We have lost our sense of wonder in the presence of this anomaly. That wonder must have been immense when glass was first discovered; here, at last, people may have thought, was true alchemy - the transmutation of worthless, common sand into an awesome substance far more precious than mere vulgar gold. We can still glimpse some of that sense of bafflement when we see animals confronting glass. For them it is there and not there, incomprehensible and running counter to all their intuitions.
We have not entirely squandered our reverence for glass, although it manifests itself in a curious way. If the fact of the substance is no longer cause for amazement, its destruction still carries a heavy and atavistic charge. The sound of breaking glass is one of the most frightening: in its sudden, shattered chime there is a suggestion of some music of the spheres being lost, of a disorder entering the world.

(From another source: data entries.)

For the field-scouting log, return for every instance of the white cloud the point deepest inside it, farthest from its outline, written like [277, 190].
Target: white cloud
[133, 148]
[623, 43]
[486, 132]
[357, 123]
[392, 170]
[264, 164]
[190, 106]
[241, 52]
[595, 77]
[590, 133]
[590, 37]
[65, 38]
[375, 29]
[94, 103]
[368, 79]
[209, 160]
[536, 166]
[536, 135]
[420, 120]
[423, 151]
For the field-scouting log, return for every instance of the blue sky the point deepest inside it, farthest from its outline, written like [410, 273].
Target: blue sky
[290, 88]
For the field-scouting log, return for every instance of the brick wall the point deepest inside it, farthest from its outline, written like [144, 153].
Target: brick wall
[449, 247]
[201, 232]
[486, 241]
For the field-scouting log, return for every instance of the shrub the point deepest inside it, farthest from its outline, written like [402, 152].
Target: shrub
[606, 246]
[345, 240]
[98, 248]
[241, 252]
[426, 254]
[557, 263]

In part this arises from the immediate disappearance of glass's restraining function: its magic is necessarily holistic. Slivvers of glass are also a betrayal by their lethal sharpness of the implicit vitreous promise of control and smoothness. And broken glass suggests intrusion: most glass that we encounter is in the form of windows. Smashed panes are synonymous with the rupture of a building's protective shell, a penetration of our inner sanctum.
Perhaps, too, glass derives an associative power from its use in the special 'looking glasses' - mirrors. The broken mirror has always been a potent symbol of a wrecked world. Yet clearly to break a mirror means in fact to break its glass: earlier mirrors were made from polished metal, and so would never have broken, only faded or become scratched. The tabooed breaking of a mirror, with its seven-year curse of ill-fortune, must refer to the smashing of the glass through which we see ourselves. It is as if the glass were a boundary separating us from that reversed world. Cracking the glass is to crack open the barrier which kept them asunder, unleashing the counterfactuality we see there. In the mirror we retain our deepest if occulted sense of the power of glass.